Clemson Infielder Jay Dillard on The Walk Podcast: ‘My Identity Isn’t in the Game, It’s in Him’

Photo by Mick Haupt on Unsplash

By Movieguide® Staff

Clemson Tigers infielder Jay Dillard grew up half an hour from Memorial Stadium, prayed his way into a walk-on offer at his dream school and now spends his off-diamond hours reading the Gospel of John with his team chaplain. On the May 14 episode of The Walk Podcast, the Anderson, South Carolina, native walked host Joshua Swanson through the prayers, the long-shot offer and the verses he leans on between at-bats.

“My identity isn’t in the game, it’s in Him,” Dillard told The Walk Podcast. “Good or bad, when I go home at night, like He’s won the biggest battle.”

Dillard, who finished a sports communication degree at Clemson University in three years, comes by his orange-and-purple loyalty honestly. His great-grandfather, Bill Dillard, played football for the Tigers from 1932 to 1934 and sits in the school’s Athletic Hall of Fame. His grandfather ran track on the same campus.

Growing up in the shadow of Death Valley, Dillard told Swanson, meant tailgates every fall and Clemson games no matter the sport. He played football and basketball as a kid, then went all-in on baseball in eighth grade, and by his senior year at T.L. Hanna High School, the college coaches were calling.

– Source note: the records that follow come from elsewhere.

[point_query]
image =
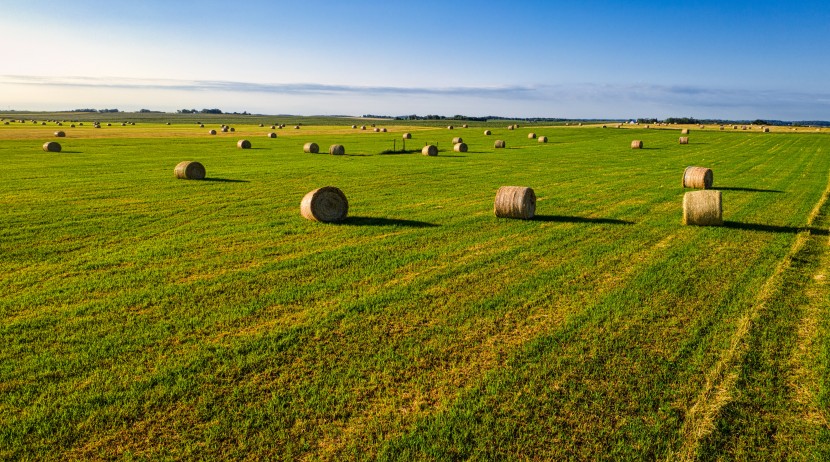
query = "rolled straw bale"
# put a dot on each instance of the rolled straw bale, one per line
(703, 208)
(52, 146)
(698, 177)
(515, 202)
(327, 204)
(189, 170)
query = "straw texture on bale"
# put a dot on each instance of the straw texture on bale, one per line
(327, 204)
(189, 170)
(515, 202)
(698, 177)
(52, 146)
(702, 208)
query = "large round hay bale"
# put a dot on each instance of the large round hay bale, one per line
(189, 170)
(337, 150)
(702, 208)
(698, 177)
(52, 146)
(327, 204)
(515, 202)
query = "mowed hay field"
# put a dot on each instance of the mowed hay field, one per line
(149, 317)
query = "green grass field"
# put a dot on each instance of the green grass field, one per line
(153, 318)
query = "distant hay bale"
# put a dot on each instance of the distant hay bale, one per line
(189, 170)
(698, 178)
(327, 205)
(702, 208)
(515, 202)
(52, 146)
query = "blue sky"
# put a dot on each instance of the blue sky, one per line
(577, 59)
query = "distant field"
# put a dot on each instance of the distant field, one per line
(149, 317)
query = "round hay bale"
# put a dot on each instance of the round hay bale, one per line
(698, 177)
(52, 146)
(311, 148)
(703, 208)
(189, 170)
(515, 202)
(327, 204)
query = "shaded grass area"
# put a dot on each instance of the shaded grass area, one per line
(159, 318)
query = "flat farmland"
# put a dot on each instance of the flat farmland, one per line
(154, 318)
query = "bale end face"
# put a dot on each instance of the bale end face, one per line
(702, 208)
(515, 202)
(327, 204)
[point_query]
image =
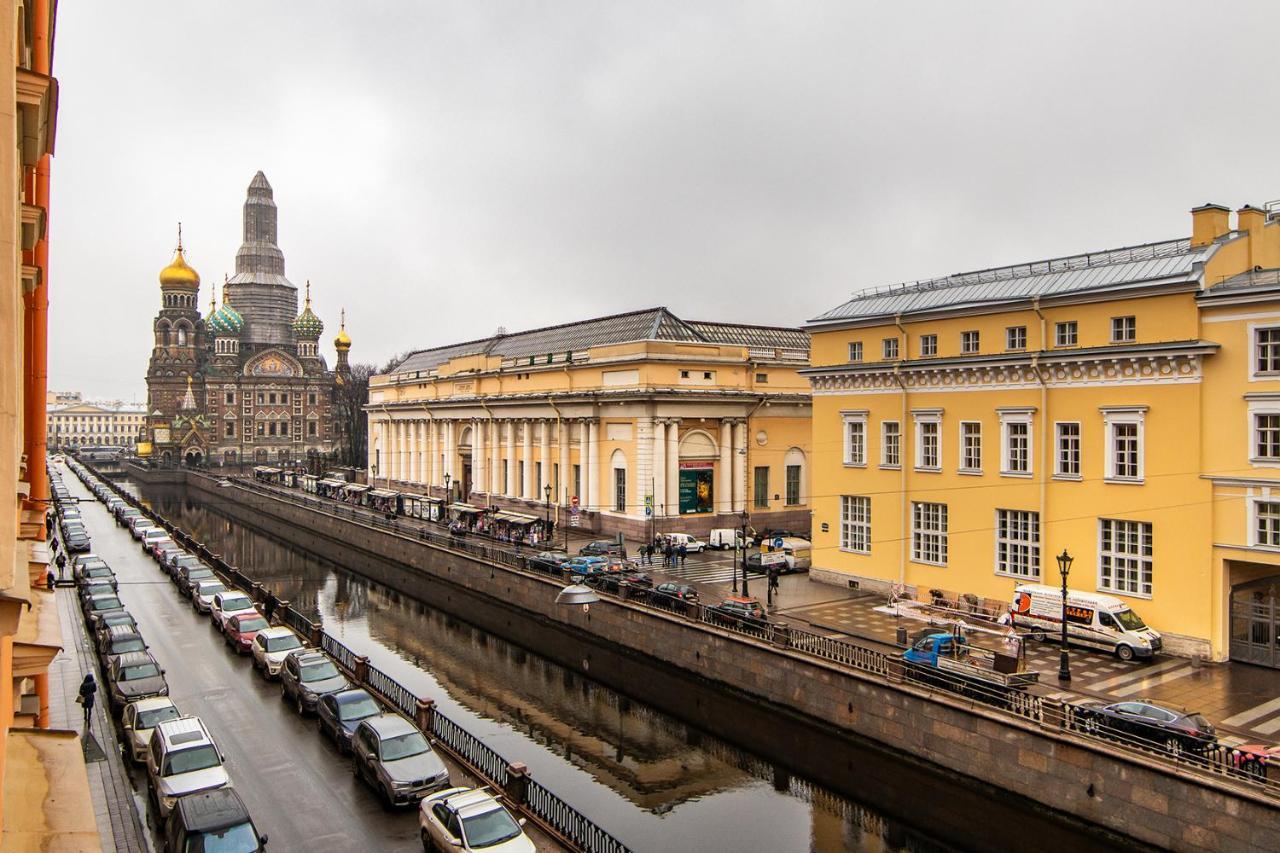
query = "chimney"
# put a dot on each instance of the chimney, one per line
(1208, 223)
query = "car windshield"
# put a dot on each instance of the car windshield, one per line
(283, 643)
(138, 671)
(405, 746)
(1129, 620)
(233, 839)
(359, 708)
(192, 760)
(319, 671)
(489, 829)
(150, 719)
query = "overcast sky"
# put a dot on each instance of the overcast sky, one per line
(443, 169)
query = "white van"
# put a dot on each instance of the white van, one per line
(1092, 619)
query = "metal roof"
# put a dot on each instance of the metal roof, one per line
(649, 324)
(1165, 261)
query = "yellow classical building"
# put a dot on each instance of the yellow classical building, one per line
(1123, 405)
(634, 423)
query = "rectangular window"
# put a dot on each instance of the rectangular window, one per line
(1065, 334)
(1124, 556)
(1066, 459)
(1266, 345)
(760, 487)
(1018, 543)
(970, 446)
(855, 524)
(929, 533)
(855, 439)
(891, 443)
(620, 489)
(928, 451)
(1267, 524)
(1124, 329)
(1266, 437)
(792, 484)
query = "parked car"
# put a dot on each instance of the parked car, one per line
(228, 603)
(211, 820)
(548, 561)
(470, 819)
(393, 756)
(272, 646)
(182, 758)
(241, 630)
(138, 719)
(309, 674)
(135, 675)
(739, 611)
(339, 714)
(1175, 729)
(600, 547)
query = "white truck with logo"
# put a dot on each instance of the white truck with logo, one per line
(1092, 619)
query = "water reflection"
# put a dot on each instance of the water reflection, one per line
(648, 778)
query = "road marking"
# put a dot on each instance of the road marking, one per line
(1252, 714)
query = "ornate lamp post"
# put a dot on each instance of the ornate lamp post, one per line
(1064, 665)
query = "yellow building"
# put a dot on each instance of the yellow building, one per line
(643, 422)
(1123, 405)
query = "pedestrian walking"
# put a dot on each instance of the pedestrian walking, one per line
(88, 688)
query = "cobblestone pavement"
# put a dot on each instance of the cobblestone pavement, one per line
(115, 804)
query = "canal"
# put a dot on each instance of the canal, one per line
(648, 778)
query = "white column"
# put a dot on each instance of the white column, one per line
(740, 465)
(526, 487)
(725, 470)
(673, 466)
(658, 450)
(593, 450)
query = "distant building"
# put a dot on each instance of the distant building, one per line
(92, 424)
(246, 382)
(641, 422)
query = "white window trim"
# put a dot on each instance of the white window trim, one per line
(1125, 415)
(1016, 416)
(848, 418)
(970, 471)
(885, 461)
(1057, 443)
(926, 416)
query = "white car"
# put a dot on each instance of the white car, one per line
(470, 819)
(231, 602)
(270, 647)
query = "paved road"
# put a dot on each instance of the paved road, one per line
(301, 793)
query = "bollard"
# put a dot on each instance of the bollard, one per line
(517, 783)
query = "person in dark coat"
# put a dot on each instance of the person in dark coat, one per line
(88, 688)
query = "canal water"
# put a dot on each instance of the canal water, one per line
(653, 781)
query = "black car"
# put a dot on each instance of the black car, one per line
(338, 715)
(548, 561)
(1174, 729)
(211, 820)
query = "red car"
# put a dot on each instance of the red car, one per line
(241, 630)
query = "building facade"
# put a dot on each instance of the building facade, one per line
(635, 423)
(83, 424)
(247, 382)
(44, 787)
(1121, 405)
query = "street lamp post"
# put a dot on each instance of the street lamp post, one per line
(1064, 664)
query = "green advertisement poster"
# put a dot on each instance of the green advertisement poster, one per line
(695, 491)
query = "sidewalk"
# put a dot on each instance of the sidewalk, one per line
(114, 803)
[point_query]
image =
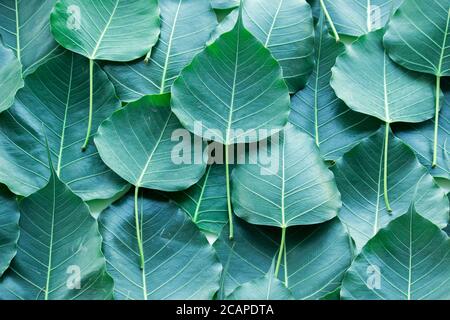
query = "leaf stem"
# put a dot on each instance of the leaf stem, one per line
(385, 177)
(138, 226)
(281, 251)
(436, 120)
(229, 207)
(327, 14)
(91, 94)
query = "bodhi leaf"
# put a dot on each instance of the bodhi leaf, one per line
(316, 109)
(9, 227)
(409, 256)
(356, 17)
(137, 143)
(317, 257)
(185, 28)
(25, 28)
(54, 98)
(369, 82)
(359, 177)
(179, 262)
(206, 201)
(285, 27)
(10, 77)
(115, 30)
(58, 237)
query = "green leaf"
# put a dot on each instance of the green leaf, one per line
(179, 262)
(115, 30)
(316, 109)
(59, 242)
(356, 17)
(369, 82)
(317, 257)
(296, 189)
(206, 201)
(418, 36)
(10, 77)
(55, 98)
(285, 27)
(185, 27)
(137, 143)
(359, 177)
(234, 83)
(409, 257)
(9, 231)
(25, 28)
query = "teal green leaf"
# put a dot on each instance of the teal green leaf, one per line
(233, 84)
(55, 98)
(317, 111)
(317, 257)
(185, 28)
(179, 261)
(59, 241)
(136, 143)
(369, 82)
(359, 177)
(285, 27)
(115, 30)
(25, 28)
(417, 36)
(206, 201)
(296, 189)
(10, 77)
(9, 227)
(410, 259)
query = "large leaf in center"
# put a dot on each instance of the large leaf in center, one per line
(179, 261)
(233, 88)
(116, 30)
(137, 143)
(59, 253)
(55, 98)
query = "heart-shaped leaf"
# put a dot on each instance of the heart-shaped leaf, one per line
(10, 75)
(25, 28)
(359, 177)
(55, 99)
(60, 240)
(317, 110)
(170, 242)
(185, 28)
(9, 231)
(405, 261)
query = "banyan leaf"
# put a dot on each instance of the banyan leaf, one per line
(10, 77)
(25, 28)
(9, 230)
(355, 17)
(317, 257)
(233, 92)
(285, 27)
(369, 82)
(53, 104)
(420, 138)
(114, 30)
(316, 109)
(179, 261)
(359, 177)
(206, 201)
(185, 28)
(417, 37)
(59, 253)
(405, 261)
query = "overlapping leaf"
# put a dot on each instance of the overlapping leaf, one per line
(179, 262)
(185, 28)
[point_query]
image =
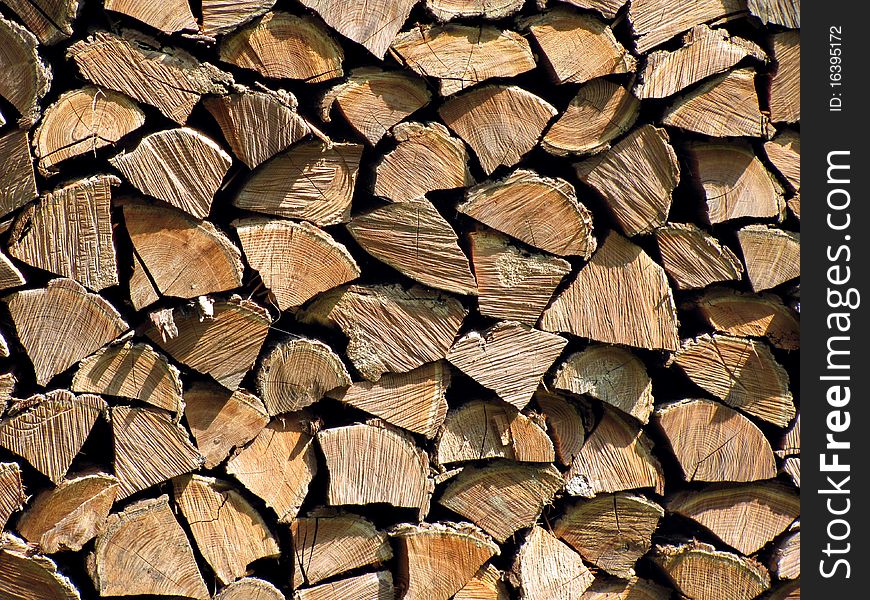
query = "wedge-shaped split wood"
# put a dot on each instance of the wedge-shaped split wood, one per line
(82, 121)
(310, 181)
(482, 429)
(695, 259)
(224, 346)
(280, 45)
(713, 442)
(610, 374)
(327, 545)
(257, 124)
(171, 80)
(617, 456)
(297, 373)
(279, 464)
(546, 569)
(620, 297)
(180, 166)
(704, 52)
(228, 531)
(371, 464)
(460, 56)
(373, 100)
(746, 517)
(541, 211)
(509, 358)
(700, 571)
(221, 420)
(70, 515)
(772, 256)
(599, 113)
(611, 531)
(413, 400)
(390, 329)
(436, 560)
(636, 178)
(578, 47)
(296, 261)
(503, 497)
(390, 232)
(69, 232)
(144, 550)
(501, 123)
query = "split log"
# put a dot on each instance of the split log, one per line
(370, 464)
(715, 443)
(636, 178)
(414, 400)
(168, 17)
(541, 211)
(228, 531)
(746, 517)
(547, 569)
(611, 531)
(82, 121)
(328, 545)
(695, 259)
(389, 328)
(742, 373)
(145, 551)
(257, 124)
(503, 497)
(49, 430)
(171, 80)
(501, 123)
(26, 78)
(374, 25)
(28, 576)
(279, 45)
(700, 571)
(70, 515)
(785, 82)
(436, 560)
(599, 113)
(577, 47)
(427, 158)
(620, 297)
(278, 465)
(373, 100)
(17, 181)
(704, 52)
(460, 56)
(610, 374)
(735, 183)
(149, 449)
(180, 166)
(310, 181)
(296, 261)
(131, 370)
(509, 358)
(480, 430)
(297, 373)
(221, 420)
(652, 30)
(724, 106)
(224, 346)
(390, 232)
(513, 283)
(617, 456)
(772, 256)
(69, 232)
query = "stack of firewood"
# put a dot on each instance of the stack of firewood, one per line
(422, 299)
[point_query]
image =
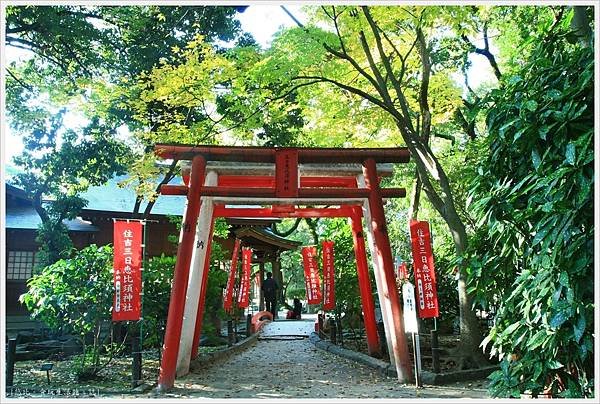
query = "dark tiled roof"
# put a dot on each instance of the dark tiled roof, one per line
(27, 218)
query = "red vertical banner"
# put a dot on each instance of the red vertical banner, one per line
(244, 294)
(228, 298)
(311, 275)
(328, 276)
(286, 173)
(402, 272)
(425, 282)
(127, 265)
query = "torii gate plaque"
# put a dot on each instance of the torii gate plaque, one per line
(285, 178)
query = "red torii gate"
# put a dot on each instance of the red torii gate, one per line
(284, 190)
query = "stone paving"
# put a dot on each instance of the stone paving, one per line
(283, 364)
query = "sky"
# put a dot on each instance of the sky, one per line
(262, 21)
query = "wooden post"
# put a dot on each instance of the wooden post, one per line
(261, 276)
(340, 330)
(320, 321)
(435, 351)
(364, 283)
(10, 361)
(384, 265)
(333, 331)
(136, 361)
(230, 334)
(278, 276)
(248, 325)
(168, 367)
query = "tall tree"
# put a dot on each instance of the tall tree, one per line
(386, 59)
(74, 50)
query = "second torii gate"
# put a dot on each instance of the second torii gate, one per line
(242, 175)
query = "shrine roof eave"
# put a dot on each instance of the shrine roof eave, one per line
(264, 236)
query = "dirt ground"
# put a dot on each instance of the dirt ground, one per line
(283, 365)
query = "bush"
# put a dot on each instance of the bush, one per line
(534, 197)
(75, 295)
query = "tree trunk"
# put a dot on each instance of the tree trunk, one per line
(581, 25)
(413, 209)
(470, 333)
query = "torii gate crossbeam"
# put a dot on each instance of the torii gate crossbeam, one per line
(290, 188)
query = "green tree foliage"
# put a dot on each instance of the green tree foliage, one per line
(75, 295)
(88, 55)
(59, 163)
(533, 199)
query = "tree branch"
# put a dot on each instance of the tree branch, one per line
(484, 51)
(405, 117)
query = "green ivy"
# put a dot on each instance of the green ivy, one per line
(533, 256)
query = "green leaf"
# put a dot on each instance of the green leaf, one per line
(579, 328)
(558, 319)
(554, 94)
(535, 158)
(563, 279)
(554, 364)
(531, 105)
(537, 339)
(570, 154)
(510, 329)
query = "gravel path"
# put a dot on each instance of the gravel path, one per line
(283, 365)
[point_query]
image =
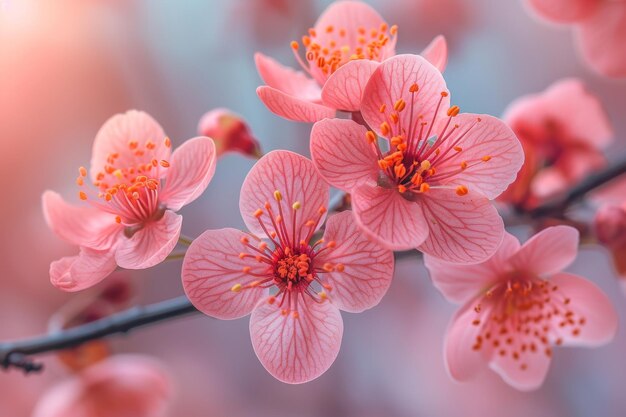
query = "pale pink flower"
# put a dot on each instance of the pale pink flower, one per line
(129, 218)
(293, 282)
(341, 51)
(518, 306)
(600, 27)
(229, 132)
(122, 386)
(563, 131)
(431, 189)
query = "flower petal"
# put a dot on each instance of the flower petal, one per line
(116, 133)
(549, 251)
(296, 350)
(330, 139)
(293, 108)
(89, 267)
(387, 217)
(295, 177)
(81, 226)
(191, 169)
(367, 266)
(344, 88)
(463, 229)
(212, 267)
(391, 82)
(150, 245)
(460, 283)
(478, 137)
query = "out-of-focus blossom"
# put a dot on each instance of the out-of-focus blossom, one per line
(600, 27)
(431, 190)
(130, 219)
(296, 328)
(563, 131)
(518, 306)
(342, 50)
(229, 132)
(122, 386)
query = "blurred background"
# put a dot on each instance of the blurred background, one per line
(67, 66)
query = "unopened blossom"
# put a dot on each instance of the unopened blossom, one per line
(229, 132)
(127, 217)
(563, 131)
(292, 280)
(427, 183)
(518, 306)
(599, 26)
(337, 56)
(122, 386)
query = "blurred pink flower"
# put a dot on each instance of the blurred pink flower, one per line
(296, 331)
(563, 131)
(122, 386)
(431, 190)
(518, 306)
(230, 132)
(346, 45)
(600, 30)
(130, 220)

The catch? Clemson hadn’t. Other offers sat on the table — College of Charleston, Coastal Carolina, the Citadel — and Dillard’s family kept telling him he couldn’t make those coaches wait forever.

“I remember laying in bed like, ‘Jesus, please. I never envisioned going somewhere else,’” Dillard said on the podcast.

Roughly two days later, in a summer tournament, he homered. Clemson called. Coach Monty Lee offered him a preferred walk-on spot, and Dillard committed not long after.

“That’s the Lord riding in on a horse,” he told Swanson. “It can’t be anything else.”

The foundation was poured long before that home run, Dillard said. His parents prayed at every meal, prayed for each other, and made faith feel like the most natural rhythm of a Sunday afternoon.

“They followed Jesus, like, absolutely,” Dillard said. “Everything revolved around Jesus, and they laid the foundation — which I couldn’t be any more grateful for.”

Once he got to Clemson, Sunday team training pulled him out of his old church rhythm, so he built new ones. He joined a campus Bible study, started reading John with the team chaplain, and lately he’s been memorizing Joshua 1:9 and Psalm 56.

The Walk Podcast, hosted by Joshua Swanson, exists to give Christian collegiate and professional athletes a platform to talk about Jesus rather than their stat lines. Movieguide® previously covered the show in June 2024, when members of Red Rocks Worship sat down with Swanson to discuss their identity, their touring schedule and the album they were about to record.

Dillard’s episode lands in good company on Movieguide®’s beat. The publication has chronicled the testimonies of Yankees slugger Aaron Judge — whose bio reads “Christian. Faith, Family, then Baseball” — Dodgers shortstop Tommy Edman, and Detroit Tigers outfielder Kerry Carpenter, all of whom keep saying, in their own words, that the scoreboard isn’t the point.

Near the end of the conversation, Swanson asked Dillard what he’d tell a viewer who might be, in his words, “curious about this Jesus guy.” The answer came without a beat.

“There’s a father, a friend, that loves you, that is so merciful and has so much grace, that wants to be in your life and will guide you through life,” Dillard said. “Even when you try to ball your fist up and do it yourself, he’s always there to say, like, ‘No, I’ve got you.’”

The episode runs just over 24 minutes and is the latest installment in The Walk Podcast’s College Baseball Series. For a Clemson kid who prayed for one specific phone call and got it, the takeaway is the one he keeps coming back to: the win was never his to begin with.